In Mangroven und Gezeitenflächen lebt der Schlammfisch, ein Tier, das die gängige Definition eines Fisches herausfordert. Diese Art kann wochen- oder monatelang auf festem Boden bleiben und die Trockenperiode überstehen. Es gelingt ihm, indem es durch seine feuchte Haut und die Gewebe von Mund und Rachen atmet, was ihm erlaubt, sich in einem amphibischen Umfeld zu ernähren und zu bewegen.
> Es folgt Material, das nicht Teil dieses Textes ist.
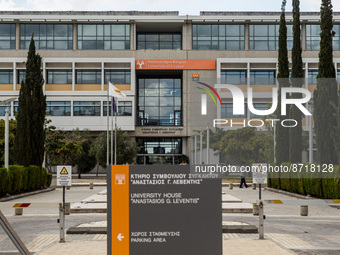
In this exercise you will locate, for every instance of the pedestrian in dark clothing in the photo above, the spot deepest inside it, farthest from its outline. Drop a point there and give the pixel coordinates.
(243, 180)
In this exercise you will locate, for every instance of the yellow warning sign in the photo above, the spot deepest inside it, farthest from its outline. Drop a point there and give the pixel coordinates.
(63, 171)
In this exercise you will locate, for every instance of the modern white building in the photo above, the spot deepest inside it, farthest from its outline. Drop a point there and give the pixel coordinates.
(157, 60)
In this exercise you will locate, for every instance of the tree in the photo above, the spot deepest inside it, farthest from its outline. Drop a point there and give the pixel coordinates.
(325, 96)
(30, 136)
(12, 131)
(295, 133)
(282, 133)
(60, 149)
(127, 149)
(246, 146)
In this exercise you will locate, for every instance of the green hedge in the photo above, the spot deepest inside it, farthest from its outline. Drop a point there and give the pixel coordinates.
(20, 179)
(327, 186)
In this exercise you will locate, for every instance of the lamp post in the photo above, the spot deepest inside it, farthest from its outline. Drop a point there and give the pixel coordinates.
(7, 128)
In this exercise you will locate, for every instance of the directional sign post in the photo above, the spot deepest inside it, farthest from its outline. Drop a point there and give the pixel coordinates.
(163, 210)
(64, 178)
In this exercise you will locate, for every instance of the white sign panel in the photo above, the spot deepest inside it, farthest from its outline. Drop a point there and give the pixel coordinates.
(259, 173)
(64, 175)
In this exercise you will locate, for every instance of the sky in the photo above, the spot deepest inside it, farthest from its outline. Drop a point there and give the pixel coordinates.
(185, 7)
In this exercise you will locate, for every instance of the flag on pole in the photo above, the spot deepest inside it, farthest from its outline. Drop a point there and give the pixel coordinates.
(114, 106)
(114, 92)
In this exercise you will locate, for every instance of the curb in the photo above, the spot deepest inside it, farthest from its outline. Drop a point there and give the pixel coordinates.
(289, 193)
(86, 230)
(26, 194)
(248, 229)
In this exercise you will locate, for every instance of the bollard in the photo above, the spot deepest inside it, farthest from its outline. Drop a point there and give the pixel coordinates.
(304, 210)
(67, 208)
(18, 211)
(255, 209)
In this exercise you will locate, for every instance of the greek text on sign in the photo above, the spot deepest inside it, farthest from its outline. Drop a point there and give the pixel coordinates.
(64, 175)
(259, 176)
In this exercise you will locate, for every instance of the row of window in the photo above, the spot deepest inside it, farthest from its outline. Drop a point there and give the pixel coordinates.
(80, 108)
(64, 76)
(117, 37)
(261, 77)
(227, 110)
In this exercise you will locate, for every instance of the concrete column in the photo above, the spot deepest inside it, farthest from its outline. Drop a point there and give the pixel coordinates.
(17, 36)
(246, 36)
(75, 36)
(303, 36)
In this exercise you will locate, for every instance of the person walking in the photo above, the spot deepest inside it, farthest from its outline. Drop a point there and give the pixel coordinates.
(243, 180)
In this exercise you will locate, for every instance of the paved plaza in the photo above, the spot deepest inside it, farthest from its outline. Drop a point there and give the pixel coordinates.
(286, 232)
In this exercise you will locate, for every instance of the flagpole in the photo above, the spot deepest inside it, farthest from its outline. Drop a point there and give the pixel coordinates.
(116, 132)
(108, 124)
(112, 133)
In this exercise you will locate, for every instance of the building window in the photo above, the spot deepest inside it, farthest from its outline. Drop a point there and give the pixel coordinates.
(262, 77)
(86, 108)
(47, 36)
(159, 102)
(261, 107)
(88, 76)
(227, 111)
(118, 76)
(234, 77)
(312, 74)
(124, 108)
(266, 37)
(6, 76)
(59, 76)
(218, 37)
(159, 41)
(60, 108)
(22, 75)
(103, 37)
(160, 145)
(3, 109)
(7, 36)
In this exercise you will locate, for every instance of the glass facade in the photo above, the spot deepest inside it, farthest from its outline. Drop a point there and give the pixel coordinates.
(234, 77)
(159, 41)
(88, 76)
(7, 36)
(89, 108)
(103, 36)
(218, 37)
(6, 76)
(266, 37)
(58, 108)
(124, 108)
(118, 76)
(59, 76)
(313, 37)
(3, 109)
(262, 77)
(227, 111)
(47, 36)
(159, 102)
(160, 145)
(312, 74)
(259, 106)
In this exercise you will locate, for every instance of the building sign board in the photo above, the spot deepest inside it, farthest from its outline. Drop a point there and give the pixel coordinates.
(64, 175)
(175, 64)
(164, 210)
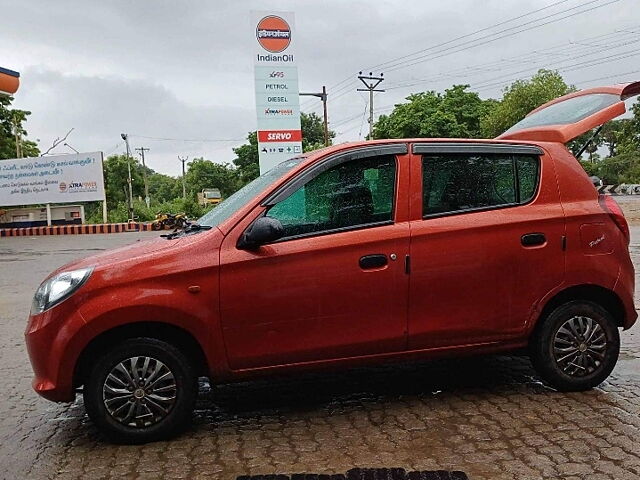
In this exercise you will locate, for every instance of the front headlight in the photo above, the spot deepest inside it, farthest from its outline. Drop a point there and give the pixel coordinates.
(58, 288)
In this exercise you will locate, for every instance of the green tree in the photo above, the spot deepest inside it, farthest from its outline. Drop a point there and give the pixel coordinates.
(163, 188)
(204, 173)
(629, 140)
(116, 173)
(247, 159)
(457, 113)
(623, 168)
(9, 119)
(520, 98)
(313, 131)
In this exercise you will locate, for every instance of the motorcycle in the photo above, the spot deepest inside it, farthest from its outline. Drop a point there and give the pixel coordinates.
(169, 221)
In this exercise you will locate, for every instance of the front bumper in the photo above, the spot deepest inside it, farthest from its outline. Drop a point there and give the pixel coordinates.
(50, 339)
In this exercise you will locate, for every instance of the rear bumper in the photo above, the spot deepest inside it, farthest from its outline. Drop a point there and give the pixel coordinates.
(625, 288)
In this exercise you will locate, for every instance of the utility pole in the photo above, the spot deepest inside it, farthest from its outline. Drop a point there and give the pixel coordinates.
(184, 185)
(125, 137)
(17, 133)
(323, 96)
(371, 83)
(144, 175)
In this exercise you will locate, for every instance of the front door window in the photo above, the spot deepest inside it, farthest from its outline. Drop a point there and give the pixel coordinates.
(350, 195)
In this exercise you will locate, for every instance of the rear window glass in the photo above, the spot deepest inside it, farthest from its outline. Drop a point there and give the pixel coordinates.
(568, 111)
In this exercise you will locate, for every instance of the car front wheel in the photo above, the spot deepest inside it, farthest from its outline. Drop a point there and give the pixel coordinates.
(142, 390)
(576, 347)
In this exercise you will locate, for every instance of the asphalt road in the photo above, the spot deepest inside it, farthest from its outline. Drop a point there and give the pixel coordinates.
(489, 416)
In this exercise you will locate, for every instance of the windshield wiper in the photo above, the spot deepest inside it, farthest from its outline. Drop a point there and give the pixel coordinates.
(188, 228)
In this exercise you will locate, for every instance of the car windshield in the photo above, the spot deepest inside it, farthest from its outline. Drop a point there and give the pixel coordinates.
(232, 204)
(568, 111)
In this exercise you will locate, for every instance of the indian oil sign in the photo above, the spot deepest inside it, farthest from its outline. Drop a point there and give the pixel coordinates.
(276, 87)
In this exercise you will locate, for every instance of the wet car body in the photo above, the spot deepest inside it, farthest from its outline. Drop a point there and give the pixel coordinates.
(429, 273)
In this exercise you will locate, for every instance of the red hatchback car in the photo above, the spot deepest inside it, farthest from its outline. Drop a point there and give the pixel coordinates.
(358, 253)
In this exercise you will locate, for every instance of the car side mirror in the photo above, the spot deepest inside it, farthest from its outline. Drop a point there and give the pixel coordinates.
(264, 230)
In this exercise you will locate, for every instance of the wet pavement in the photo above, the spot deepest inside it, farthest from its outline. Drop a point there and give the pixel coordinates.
(488, 416)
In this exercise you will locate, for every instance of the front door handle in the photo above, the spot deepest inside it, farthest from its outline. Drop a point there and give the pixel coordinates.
(373, 261)
(532, 239)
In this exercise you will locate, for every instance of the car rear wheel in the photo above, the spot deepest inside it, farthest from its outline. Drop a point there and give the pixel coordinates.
(141, 391)
(576, 347)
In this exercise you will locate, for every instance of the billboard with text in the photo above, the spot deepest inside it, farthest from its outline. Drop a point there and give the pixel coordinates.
(51, 179)
(276, 86)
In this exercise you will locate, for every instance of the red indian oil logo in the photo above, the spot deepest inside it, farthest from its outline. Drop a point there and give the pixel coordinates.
(273, 34)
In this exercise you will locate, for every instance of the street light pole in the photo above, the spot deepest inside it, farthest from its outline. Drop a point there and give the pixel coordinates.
(322, 96)
(147, 199)
(125, 137)
(371, 83)
(184, 185)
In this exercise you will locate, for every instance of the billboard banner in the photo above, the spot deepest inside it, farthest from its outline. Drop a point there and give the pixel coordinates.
(51, 179)
(276, 86)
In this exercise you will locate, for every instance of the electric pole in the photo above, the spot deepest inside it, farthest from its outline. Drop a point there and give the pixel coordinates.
(125, 137)
(371, 83)
(17, 133)
(184, 185)
(144, 175)
(323, 96)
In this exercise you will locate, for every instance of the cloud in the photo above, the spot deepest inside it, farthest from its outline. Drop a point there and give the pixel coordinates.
(101, 108)
(184, 69)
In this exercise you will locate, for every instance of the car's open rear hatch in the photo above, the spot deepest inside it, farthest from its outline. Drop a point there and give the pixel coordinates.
(568, 117)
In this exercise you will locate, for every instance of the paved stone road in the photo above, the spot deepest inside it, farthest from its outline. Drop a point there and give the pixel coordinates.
(489, 417)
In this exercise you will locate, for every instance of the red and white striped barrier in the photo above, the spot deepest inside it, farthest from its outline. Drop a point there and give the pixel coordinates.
(76, 229)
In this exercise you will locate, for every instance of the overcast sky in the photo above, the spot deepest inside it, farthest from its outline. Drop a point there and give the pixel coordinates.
(184, 70)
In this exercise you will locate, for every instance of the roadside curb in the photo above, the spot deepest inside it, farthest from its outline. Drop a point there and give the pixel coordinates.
(76, 229)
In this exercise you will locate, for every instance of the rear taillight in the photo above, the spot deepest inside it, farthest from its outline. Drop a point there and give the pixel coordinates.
(610, 206)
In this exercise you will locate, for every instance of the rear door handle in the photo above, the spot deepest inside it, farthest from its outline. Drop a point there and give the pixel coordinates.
(533, 239)
(369, 262)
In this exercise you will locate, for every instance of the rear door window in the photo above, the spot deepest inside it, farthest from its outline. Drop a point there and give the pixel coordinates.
(461, 182)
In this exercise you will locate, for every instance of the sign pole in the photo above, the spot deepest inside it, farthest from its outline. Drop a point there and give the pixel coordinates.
(104, 201)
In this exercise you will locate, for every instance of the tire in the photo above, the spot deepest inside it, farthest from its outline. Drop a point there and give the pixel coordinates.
(576, 347)
(162, 413)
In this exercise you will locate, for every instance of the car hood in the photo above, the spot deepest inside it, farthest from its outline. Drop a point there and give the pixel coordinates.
(138, 250)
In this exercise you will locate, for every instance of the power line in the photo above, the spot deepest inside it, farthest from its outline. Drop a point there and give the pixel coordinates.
(449, 74)
(388, 63)
(371, 83)
(456, 48)
(471, 44)
(199, 140)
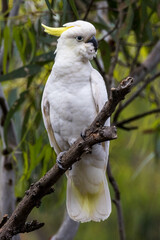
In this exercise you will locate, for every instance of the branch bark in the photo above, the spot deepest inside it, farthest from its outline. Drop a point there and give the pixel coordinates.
(67, 230)
(94, 134)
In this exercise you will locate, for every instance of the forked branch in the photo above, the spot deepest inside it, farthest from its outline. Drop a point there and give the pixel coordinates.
(94, 134)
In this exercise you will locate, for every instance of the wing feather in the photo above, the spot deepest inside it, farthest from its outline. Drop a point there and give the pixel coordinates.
(48, 125)
(100, 96)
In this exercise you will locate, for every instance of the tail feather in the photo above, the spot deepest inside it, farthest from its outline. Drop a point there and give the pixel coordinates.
(85, 206)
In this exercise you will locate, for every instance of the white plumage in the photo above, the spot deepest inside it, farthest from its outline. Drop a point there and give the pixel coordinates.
(74, 93)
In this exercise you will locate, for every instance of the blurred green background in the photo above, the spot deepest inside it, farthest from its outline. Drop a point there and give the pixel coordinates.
(132, 29)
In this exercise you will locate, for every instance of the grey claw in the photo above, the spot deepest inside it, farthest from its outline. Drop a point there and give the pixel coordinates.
(83, 134)
(59, 160)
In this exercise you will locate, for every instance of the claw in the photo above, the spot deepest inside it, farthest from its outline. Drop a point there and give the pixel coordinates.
(83, 134)
(59, 160)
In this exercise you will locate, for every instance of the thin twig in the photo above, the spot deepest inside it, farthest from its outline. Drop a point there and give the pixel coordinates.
(117, 202)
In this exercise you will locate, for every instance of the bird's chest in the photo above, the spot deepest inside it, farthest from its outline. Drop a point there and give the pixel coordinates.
(72, 104)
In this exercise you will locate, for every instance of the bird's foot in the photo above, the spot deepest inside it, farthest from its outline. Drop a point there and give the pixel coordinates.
(59, 160)
(83, 134)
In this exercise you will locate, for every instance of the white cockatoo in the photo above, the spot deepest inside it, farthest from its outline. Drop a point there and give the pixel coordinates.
(74, 93)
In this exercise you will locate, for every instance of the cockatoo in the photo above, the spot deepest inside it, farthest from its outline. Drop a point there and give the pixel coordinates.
(73, 95)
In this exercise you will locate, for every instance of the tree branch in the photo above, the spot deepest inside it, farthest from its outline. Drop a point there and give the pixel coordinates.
(67, 230)
(121, 123)
(136, 94)
(94, 134)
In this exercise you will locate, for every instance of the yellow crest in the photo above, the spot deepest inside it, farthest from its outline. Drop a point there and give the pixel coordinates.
(55, 31)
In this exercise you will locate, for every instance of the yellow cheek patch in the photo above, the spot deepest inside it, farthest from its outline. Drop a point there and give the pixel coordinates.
(55, 31)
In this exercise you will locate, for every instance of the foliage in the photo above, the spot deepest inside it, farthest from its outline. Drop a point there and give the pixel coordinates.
(127, 33)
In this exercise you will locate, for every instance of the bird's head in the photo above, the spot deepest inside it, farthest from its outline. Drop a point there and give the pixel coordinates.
(76, 37)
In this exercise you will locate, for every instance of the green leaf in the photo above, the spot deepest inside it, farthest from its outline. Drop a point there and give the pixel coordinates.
(36, 154)
(22, 72)
(105, 54)
(31, 69)
(31, 36)
(7, 46)
(25, 122)
(73, 6)
(47, 157)
(18, 39)
(49, 6)
(11, 112)
(128, 22)
(143, 164)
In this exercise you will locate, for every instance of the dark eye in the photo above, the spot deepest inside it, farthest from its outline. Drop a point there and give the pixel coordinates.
(79, 38)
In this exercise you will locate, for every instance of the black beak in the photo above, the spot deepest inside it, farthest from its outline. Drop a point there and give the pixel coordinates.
(94, 41)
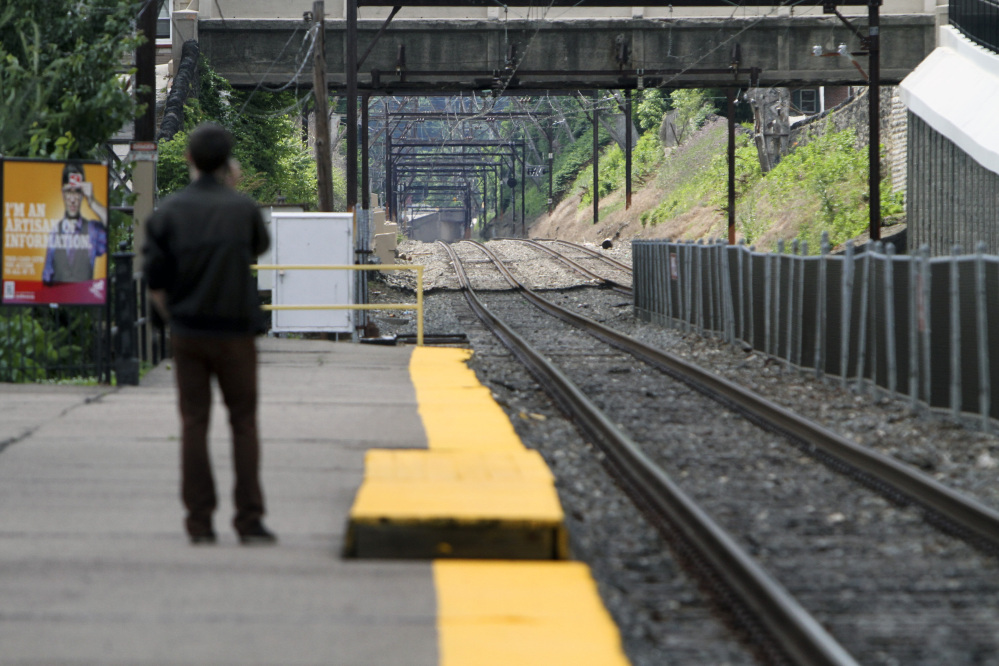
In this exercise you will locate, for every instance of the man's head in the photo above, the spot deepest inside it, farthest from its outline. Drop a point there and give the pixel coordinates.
(73, 188)
(209, 147)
Inspiration für Atmungssysteme in feindlichen Umgebungen 🔬
Die Physiologie des Schlammhüpfers wird in der Biomimetik untersucht. Seine Fähigkeit, Gase durch feuchte Hautoberflächen auszutauschen, liefert Ideen für die Entwicklung künstlicher Membranen. Diese könnten in Lebenserhaltungssystemen eingesetzt werden, die Sauerstoff aus Umgebungen mit niedriger Konzentration extrahieren müssen, oder in Beschichtungen, die die Feuchtigkeit regulieren, um empfindliche Materialien unter variierenden Bedingungen zu erhalten.
Der erste Fisch, der Homeoffice beantragt? 💼
Während wir über die Ergonomie des Bürostoßes diskutieren, optimiert der Schlammfisch seit Eonen seinen bimodalen Arbeitsplatz. Er braucht keinen Schreibtisch am Fenster; ein Stück Schlamm reicht ihm. Er hat das Problem der Work-Life-Balance ohne Apps gelöst: Er ist buchstäblich produktiv im Wasser und an Land. Ein wahrer Pionier des hybriden Arbeitens, obwohl sein feuchter Hautanzug in keinem firmeninternen Dresscode genehmigt würde.